Like X-Men: Dark Phoenix, The Beetle ends with a train chase. At least it makes period sense here. Marsh's novel is a bit murkier in its climax than Dracula, but I'll leave that for you to discover. The narrative of the poverty-stricken clerk is certainly the most emotionally affecting of the four narrative streams. Marsh also does a fine job of writing a self-aware, independent woman's POV in the third stream.
The second stream is enjoyably wonky -- Marsh's scientist, a friend of the female narrator since childhood, is a pompous goof who's working on weapons of mass destruction (specifically poison gas) for the British Army. All of this is treated in a strangely off-hand fashion, and I'll go just a bit spoilery to note that none of the weapons research pays off in the climax of things. It's just there.
Our narrating Confidential Agent brings things to a somewhat orderly close -- mysteries remain, but like Van Helsing in Dracula, the Agent marshals the forces of Order against the invasive Other. The Beetle doesn't have the pulpy, bloody heft of Dracula, but it does have its own charms, racist and bigoted though those charms may be when it comes to any and all non-WASP characters in the novel.
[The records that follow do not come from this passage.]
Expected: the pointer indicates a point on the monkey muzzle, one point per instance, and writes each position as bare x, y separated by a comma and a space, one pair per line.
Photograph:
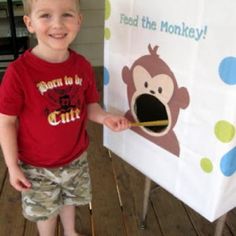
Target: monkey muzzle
150, 108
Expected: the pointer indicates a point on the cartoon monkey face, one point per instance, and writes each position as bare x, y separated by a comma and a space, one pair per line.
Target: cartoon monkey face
154, 95
150, 99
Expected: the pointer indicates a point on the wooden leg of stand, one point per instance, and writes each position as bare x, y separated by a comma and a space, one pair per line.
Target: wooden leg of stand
220, 225
147, 189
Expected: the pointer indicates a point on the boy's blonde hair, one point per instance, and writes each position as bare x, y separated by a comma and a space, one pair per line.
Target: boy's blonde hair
28, 3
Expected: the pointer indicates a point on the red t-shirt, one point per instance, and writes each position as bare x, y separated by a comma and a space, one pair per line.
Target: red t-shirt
50, 101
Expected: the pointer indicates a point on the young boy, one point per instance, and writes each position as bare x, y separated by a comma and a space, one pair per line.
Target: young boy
46, 96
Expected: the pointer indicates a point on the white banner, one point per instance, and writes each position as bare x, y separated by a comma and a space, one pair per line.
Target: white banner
176, 61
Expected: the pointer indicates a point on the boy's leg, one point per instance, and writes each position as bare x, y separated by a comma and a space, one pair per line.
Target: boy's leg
67, 216
47, 227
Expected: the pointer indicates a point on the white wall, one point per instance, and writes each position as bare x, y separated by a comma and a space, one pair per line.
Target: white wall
90, 39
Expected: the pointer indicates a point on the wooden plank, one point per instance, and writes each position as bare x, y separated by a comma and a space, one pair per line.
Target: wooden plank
106, 211
131, 187
203, 226
11, 219
231, 221
171, 214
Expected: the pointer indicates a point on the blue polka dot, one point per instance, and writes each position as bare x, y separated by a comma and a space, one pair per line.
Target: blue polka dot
227, 70
106, 76
228, 162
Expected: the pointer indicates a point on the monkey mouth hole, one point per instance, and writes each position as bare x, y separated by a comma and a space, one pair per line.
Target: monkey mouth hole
150, 108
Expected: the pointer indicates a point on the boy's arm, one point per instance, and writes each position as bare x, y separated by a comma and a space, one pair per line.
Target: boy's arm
114, 122
8, 141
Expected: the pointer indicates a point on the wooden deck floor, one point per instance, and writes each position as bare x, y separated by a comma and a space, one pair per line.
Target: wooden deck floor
117, 203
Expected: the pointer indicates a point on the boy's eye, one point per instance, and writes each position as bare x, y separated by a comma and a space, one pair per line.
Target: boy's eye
67, 15
45, 15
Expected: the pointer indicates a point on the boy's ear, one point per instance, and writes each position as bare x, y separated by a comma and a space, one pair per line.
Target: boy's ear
80, 18
28, 24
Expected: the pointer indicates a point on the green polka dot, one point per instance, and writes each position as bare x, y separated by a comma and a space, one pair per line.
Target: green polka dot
224, 131
206, 165
107, 34
107, 9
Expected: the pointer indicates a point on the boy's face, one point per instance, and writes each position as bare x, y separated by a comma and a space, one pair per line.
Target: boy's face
55, 23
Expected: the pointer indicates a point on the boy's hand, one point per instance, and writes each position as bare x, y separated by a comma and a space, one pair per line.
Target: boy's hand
18, 179
116, 123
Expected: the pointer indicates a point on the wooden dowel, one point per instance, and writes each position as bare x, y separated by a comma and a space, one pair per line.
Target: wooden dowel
150, 123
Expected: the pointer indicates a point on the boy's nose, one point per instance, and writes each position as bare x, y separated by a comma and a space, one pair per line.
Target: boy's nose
57, 22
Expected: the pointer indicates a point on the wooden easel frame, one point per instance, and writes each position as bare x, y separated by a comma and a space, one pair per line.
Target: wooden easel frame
147, 188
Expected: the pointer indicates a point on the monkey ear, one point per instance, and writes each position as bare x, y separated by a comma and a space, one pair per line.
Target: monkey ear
183, 97
126, 75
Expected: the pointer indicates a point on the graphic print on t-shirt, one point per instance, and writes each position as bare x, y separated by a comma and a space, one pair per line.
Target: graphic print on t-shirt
64, 105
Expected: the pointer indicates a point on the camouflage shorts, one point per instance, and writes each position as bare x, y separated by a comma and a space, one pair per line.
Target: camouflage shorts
55, 187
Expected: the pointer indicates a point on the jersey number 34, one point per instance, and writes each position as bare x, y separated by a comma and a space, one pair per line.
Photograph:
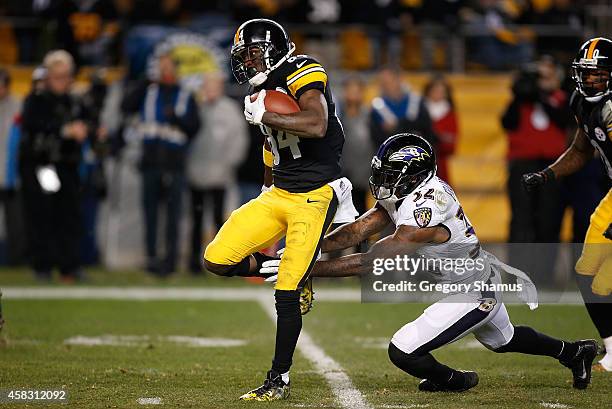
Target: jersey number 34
280, 140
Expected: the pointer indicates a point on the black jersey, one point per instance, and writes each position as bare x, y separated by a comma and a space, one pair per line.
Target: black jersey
304, 164
595, 118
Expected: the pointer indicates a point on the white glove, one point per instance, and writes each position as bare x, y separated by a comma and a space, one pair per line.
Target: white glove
271, 266
253, 111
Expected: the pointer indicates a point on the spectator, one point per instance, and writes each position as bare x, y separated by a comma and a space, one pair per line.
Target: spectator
536, 122
88, 30
441, 108
93, 179
217, 150
251, 171
9, 109
568, 16
168, 120
358, 149
398, 109
501, 44
53, 129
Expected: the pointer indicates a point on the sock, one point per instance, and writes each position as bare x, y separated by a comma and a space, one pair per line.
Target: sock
528, 341
421, 366
606, 361
288, 327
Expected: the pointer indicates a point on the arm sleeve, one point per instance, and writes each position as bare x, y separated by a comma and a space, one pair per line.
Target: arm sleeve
306, 74
558, 111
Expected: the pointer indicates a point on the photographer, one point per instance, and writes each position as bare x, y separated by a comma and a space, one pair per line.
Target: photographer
536, 122
53, 128
168, 119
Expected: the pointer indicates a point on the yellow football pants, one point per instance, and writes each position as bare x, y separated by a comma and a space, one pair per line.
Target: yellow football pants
596, 258
302, 217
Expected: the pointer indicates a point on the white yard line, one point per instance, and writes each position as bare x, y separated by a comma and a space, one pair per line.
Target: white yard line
167, 293
347, 395
214, 293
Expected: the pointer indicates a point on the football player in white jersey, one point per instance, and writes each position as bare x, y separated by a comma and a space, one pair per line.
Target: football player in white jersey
430, 222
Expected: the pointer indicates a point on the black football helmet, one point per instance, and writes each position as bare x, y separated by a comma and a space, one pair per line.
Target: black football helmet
402, 163
594, 57
260, 46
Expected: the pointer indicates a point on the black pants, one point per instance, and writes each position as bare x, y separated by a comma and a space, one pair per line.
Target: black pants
536, 218
165, 188
216, 198
53, 221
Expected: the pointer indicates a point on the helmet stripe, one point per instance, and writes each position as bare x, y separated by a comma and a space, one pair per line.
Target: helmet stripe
592, 48
303, 69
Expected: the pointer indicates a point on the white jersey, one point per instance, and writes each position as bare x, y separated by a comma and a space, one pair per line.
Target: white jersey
434, 203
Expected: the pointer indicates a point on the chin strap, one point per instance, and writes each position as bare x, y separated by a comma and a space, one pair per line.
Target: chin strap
262, 77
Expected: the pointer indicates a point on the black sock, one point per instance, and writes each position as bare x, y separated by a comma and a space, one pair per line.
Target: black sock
288, 327
600, 314
529, 341
421, 366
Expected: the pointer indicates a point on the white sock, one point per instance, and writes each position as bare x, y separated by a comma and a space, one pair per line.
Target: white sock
606, 361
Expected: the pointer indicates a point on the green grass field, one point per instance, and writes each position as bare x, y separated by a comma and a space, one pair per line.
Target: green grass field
146, 363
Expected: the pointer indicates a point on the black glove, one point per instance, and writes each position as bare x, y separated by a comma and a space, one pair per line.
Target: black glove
608, 232
533, 181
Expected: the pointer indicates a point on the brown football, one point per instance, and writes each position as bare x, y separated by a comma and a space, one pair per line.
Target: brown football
278, 102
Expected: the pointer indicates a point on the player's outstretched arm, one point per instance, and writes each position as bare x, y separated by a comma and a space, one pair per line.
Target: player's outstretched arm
572, 160
310, 122
353, 233
406, 240
575, 157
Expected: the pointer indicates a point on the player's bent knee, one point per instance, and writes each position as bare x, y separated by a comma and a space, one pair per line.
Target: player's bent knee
229, 270
414, 363
400, 358
218, 269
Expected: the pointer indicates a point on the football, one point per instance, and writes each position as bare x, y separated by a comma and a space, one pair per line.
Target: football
278, 102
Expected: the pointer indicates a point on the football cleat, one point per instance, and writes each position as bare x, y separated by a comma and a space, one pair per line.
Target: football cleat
598, 367
306, 297
470, 379
581, 363
273, 388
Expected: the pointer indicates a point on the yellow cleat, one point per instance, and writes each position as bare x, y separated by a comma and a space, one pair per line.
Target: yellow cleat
600, 368
306, 297
273, 388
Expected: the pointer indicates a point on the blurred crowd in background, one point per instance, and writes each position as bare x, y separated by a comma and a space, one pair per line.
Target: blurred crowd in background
495, 34
171, 121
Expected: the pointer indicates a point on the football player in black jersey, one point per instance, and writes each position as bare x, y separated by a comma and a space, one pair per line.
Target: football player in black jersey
305, 156
592, 106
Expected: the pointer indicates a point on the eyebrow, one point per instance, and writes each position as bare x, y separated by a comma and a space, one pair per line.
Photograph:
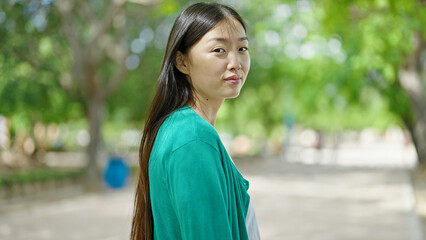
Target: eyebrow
227, 40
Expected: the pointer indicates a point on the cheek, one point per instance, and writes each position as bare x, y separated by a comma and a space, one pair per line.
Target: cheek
246, 64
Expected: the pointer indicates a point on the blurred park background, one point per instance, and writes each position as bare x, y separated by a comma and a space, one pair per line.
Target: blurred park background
333, 85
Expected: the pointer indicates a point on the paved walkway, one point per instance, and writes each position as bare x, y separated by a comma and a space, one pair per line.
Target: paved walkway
292, 202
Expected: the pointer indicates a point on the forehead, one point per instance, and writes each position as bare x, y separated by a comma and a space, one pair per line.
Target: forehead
227, 28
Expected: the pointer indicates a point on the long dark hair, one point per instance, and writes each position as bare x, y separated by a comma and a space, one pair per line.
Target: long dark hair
173, 91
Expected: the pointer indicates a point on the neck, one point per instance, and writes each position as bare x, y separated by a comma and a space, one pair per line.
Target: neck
207, 109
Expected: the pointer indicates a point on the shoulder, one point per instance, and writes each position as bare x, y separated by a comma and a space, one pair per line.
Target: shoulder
184, 126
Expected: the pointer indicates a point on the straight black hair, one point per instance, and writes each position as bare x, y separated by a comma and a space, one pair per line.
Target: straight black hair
173, 91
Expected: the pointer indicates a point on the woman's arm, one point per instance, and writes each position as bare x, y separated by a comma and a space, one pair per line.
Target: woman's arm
198, 192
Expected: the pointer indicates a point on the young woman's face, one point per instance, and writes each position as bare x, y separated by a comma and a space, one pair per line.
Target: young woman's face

Wolfreys finishes this edition with excerpts from a number of end-of-century source texts to situate the novel further in its context. In all, this edition and the novel, recommended.
Mayhem (2013) by Sarah Pinborough: Several of the characters in Mayhem were real 1880's Victorians, chief among them primary vocalizer (seriously) Dr. Thomas Bond, who worked for Scotland Yard in the 1880's and 1890's. Unlike most crime novels set in Victorian London circa 1888-89, Mayhem does not focus on Jack the Ripper.
Instead, Mayhem sends Bond and two others on a quest to discover the identity of a real, never-identified murderer who operated contemporaneously with the Ripper -- The Thames Torso Murderer. He or she got that name for dropping disassembled bodies into the Thames, the heads never to be found. The killer's most brazen act was dumping one body at the construction site of New Scotland Yard!
Sarah Pinborough does a nice job evoking the squalor and sorrow of the poor sections of London, setting them against the more refined social circles in which Bond moves in his civilian life. His work on the Ripper murders has already caused Bond to seek out opium as a relief as the novel opens. Things are going to get worse. Much worse. The Ripper is only a symptom of something in London -- the Thames Torso murderer is the cause. As skeptical as Bond may be of the supernatural, he will nonetheless have to face it before the novel ends.
Mayhem is sympathetic not only to Bond but to the female murder victims of the killer, some of whom receive chapters devoted, third-person, to their plight and to their fears and hopes. Pinborough also turns one of the unlikeliest suspects in the Ripper murders into a sympathetic, haunted figure essential to find the Torso killer. In all, a solid novel of crime and the macabre. Recommended.